This is and excellant thread but let me throw in an other wrinkle.  *Having a quail stamp to support a quail stocking program*.  Quail unlike some game birds can be raised in captivity and released.  I know the mortality rate is about 60%  but wouldn't that give us 40% more birds than we have now.   We use state hatcheries to raise trout (trout stamps)  and in the northern states the DNR's raise pheasants and release them, why can't Georgia raise quail and relaese them on WMA.   Last time I drove toward Thomasville Hwy 84 I had a huge covey of quail fly across the high way.   I have not seen that anywhere else in the South.  Why because of the birds the platations put out.  

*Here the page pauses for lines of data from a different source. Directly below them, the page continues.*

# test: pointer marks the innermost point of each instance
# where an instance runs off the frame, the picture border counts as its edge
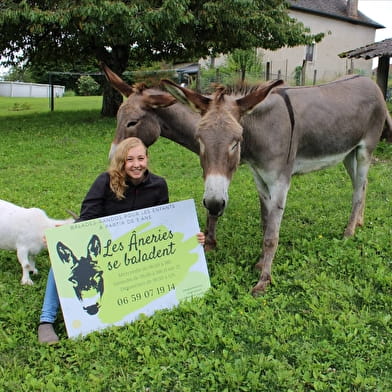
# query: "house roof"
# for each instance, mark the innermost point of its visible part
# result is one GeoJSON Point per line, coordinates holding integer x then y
{"type": "Point", "coordinates": [336, 9]}
{"type": "Point", "coordinates": [375, 49]}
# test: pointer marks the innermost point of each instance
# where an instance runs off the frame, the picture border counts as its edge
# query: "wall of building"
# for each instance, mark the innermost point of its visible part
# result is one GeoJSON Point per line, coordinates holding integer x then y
{"type": "Point", "coordinates": [340, 36]}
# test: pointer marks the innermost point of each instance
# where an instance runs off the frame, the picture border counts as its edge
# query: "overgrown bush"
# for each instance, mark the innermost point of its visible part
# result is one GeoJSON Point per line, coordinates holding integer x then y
{"type": "Point", "coordinates": [86, 85]}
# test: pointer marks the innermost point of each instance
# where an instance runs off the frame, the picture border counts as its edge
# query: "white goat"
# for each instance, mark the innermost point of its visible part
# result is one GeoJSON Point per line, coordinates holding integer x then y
{"type": "Point", "coordinates": [23, 229]}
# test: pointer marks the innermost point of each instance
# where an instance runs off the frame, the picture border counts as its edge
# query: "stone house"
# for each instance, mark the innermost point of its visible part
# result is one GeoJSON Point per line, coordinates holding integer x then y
{"type": "Point", "coordinates": [344, 26]}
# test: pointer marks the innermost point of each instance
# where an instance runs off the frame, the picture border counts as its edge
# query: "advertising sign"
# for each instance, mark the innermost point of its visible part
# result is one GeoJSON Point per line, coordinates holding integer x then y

In my opinion another issue that our wild birds are having is the lack of genitic diversity because of the isolation of the coveys.   For more information on this look at the study conducted by the Ames plantaion (home of the National Field trial)  They are determined to run the hunt with wild birds but they got tired of declaring a winner with only one point.  They determined that an early realse program was the best way to go. 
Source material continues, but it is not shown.